The reason for the takeover?
Stock markets jumped after the U.S. government’s decision to launch what could be its biggest federal bailout ever, in a bid to support the housing market and ward off more global financial market turbulence.
But Rogers said in the long term the move spelled trouble.
“This is madness, this is insanity, they have more than doubled the American national debt in one weekend for a bunch of crooks and incompetents. I’m not quite sure why I or anybody else should be paying for this,” Rogers told “Squawk Box Europe.”
When the government bails out company, it means YOU are having your tax dollars bail out companies. Foreign governments – who have supplied the dollars to support the deficit – are starting to call those dollars home. And, the bailout may not even work.
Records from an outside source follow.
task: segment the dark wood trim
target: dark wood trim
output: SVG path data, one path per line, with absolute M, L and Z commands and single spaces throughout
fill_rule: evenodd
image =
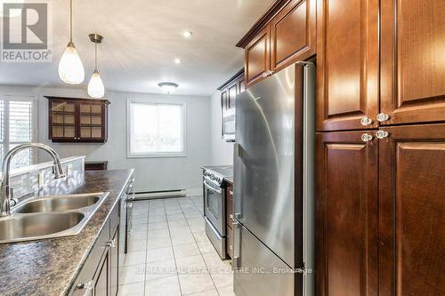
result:
M 59 143 L 105 143 L 108 140 L 108 121 L 109 121 L 109 113 L 108 113 L 108 106 L 110 102 L 108 100 L 94 100 L 94 99 L 77 99 L 77 98 L 66 98 L 66 97 L 51 97 L 44 96 L 48 99 L 48 139 L 50 139 L 53 142 Z M 74 112 L 53 112 L 53 103 L 58 102 L 61 104 L 63 103 L 70 103 L 74 105 Z M 93 138 L 93 135 L 90 134 L 90 137 L 82 138 L 81 136 L 81 128 L 83 124 L 81 124 L 81 105 L 88 104 L 91 106 L 99 106 L 101 108 L 100 113 L 85 113 L 85 115 L 89 116 L 101 116 L 101 124 L 89 124 L 85 126 L 90 128 L 101 128 L 101 137 Z M 67 138 L 64 134 L 61 137 L 54 137 L 53 133 L 53 127 L 59 125 L 58 124 L 53 124 L 53 114 L 61 114 L 61 115 L 72 115 L 75 117 L 74 124 L 60 124 L 60 126 L 72 126 L 74 127 L 74 137 Z
M 287 4 L 290 0 L 276 0 L 271 7 L 254 24 L 252 28 L 239 40 L 237 47 L 245 48 L 255 38 L 255 36 L 266 26 L 269 21 Z
M 108 100 L 97 100 L 97 99 L 85 99 L 85 98 L 69 98 L 69 97 L 52 97 L 52 96 L 44 96 L 48 100 L 82 100 L 82 101 L 88 101 L 88 102 L 94 102 L 94 101 L 100 101 L 100 102 L 104 102 L 107 105 L 111 104 L 111 102 Z
M 230 84 L 232 81 L 238 80 L 239 76 L 244 76 L 244 68 L 232 76 L 229 80 L 227 80 L 222 85 L 217 88 L 218 91 L 222 91 L 224 87 Z

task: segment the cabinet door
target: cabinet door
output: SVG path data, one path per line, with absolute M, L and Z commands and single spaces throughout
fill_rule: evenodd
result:
M 109 249 L 103 254 L 102 260 L 97 268 L 94 275 L 93 283 L 93 296 L 109 296 Z
M 381 3 L 383 124 L 445 121 L 445 1 Z
M 380 295 L 445 294 L 445 124 L 383 129 Z
M 48 104 L 49 139 L 74 140 L 77 137 L 77 104 L 70 100 L 50 100 Z
M 317 134 L 319 295 L 376 295 L 378 144 L 364 132 Z
M 318 0 L 317 129 L 377 127 L 378 0 Z M 368 116 L 373 123 L 362 125 Z
M 258 33 L 245 49 L 245 71 L 247 87 L 250 87 L 264 77 L 263 74 L 270 69 L 270 26 Z
M 239 81 L 238 89 L 239 90 L 239 92 L 243 92 L 244 91 L 246 91 L 246 80 L 244 80 L 244 78 Z
M 111 295 L 116 296 L 117 294 L 118 286 L 118 276 L 119 276 L 119 226 L 116 228 L 114 235 L 111 236 L 111 247 L 109 250 L 110 253 L 110 276 L 109 282 L 111 284 Z
M 105 138 L 105 104 L 80 102 L 79 138 L 84 140 Z
M 271 70 L 279 71 L 315 54 L 315 2 L 292 0 L 271 20 Z
M 235 108 L 235 100 L 237 99 L 238 91 L 238 81 L 230 84 L 228 87 L 229 100 L 228 100 L 228 108 Z

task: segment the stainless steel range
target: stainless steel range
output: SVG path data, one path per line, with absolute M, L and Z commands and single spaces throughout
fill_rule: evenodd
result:
M 233 176 L 232 166 L 203 167 L 206 234 L 221 258 L 226 258 L 226 186 L 224 178 Z

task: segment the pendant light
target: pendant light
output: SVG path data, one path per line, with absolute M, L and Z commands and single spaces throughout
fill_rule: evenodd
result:
M 59 77 L 69 84 L 79 84 L 85 80 L 84 65 L 73 44 L 73 0 L 69 0 L 69 42 L 59 62 Z
M 88 95 L 93 99 L 101 99 L 105 94 L 105 87 L 97 70 L 97 44 L 102 42 L 103 37 L 99 34 L 90 34 L 88 36 L 94 43 L 94 72 L 88 84 Z

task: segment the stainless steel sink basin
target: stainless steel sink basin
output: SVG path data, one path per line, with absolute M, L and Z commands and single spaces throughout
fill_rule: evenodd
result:
M 77 210 L 91 206 L 99 202 L 100 198 L 101 196 L 96 195 L 45 197 L 25 203 L 14 212 L 27 213 Z
M 58 234 L 55 236 L 66 236 L 68 233 L 63 232 L 79 225 L 85 217 L 80 212 L 15 214 L 0 220 L 0 240 L 6 243 L 45 238 L 54 234 Z
M 109 193 L 34 197 L 0 218 L 0 244 L 77 235 Z

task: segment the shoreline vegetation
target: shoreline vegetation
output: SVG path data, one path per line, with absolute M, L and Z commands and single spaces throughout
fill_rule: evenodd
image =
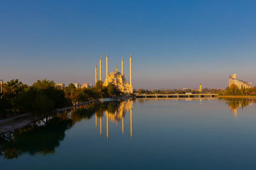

The stock market opened some 300 points higher, but have lost half the gains as I write this. And the gains, even at the 300-point level, are not even enough to make up for the losses last week.
For Cubicle Warriors, it means the financial crisis is far from over and that spills over into all sorts of industries. You can expect 6.1% unemployment to go up.
Another bank CEO replaced
At Washington Mutual, Kerry Killinger is out as CEO.
As Cube Rules Members noted in their exclusive reports, the bank replaced its executive in charge of banking several weeks ago. Today they announced this change in leadership.
Given the fact that they received a $7-billion capitol infusion several months ago that is now under water, have filed a “memorandum of understanding with the Office of Thrift Supervision concerning aspects of its operations,” and the stock continues to tank, you can expect wholesale changes in the management of the bank. And more layoffs. Last I checked today, the stock was down almost 15% more after the announcement.
Laying off 10,000 people at a time
With the unemployment rate over 6%, who should be laying more people off? In a provocative article – with good reasons provided – here are the 12 companies that should be laying off 10,000 people this year:
Ford, Sears, Citigroup, WaMu, Rite Aid, AT&T, Circuit City, Gap, Merck, AIG, Blockbuster, and IBM
A thoughtful, but scary, read.
Cube Rules News
It’s good to be back in the swing of things. I’ve had issues with my site not being up and running as much as I would like. Last week, this site moved over to a different server after two or three weeks of not having 99% uptime.
This weekend, I also changed the way I upgrade the software on the site and though it was thoroughly tested after the upgrade, I was greeted this morning with a 500 internal server error. That has now been fixed.
The first rule of technology is to have it be reliable. Not reliably unreliable. I’m optimistic that these infrastructure issues are now behind us.
Now we can get on to building out the Warrior Boot Camp!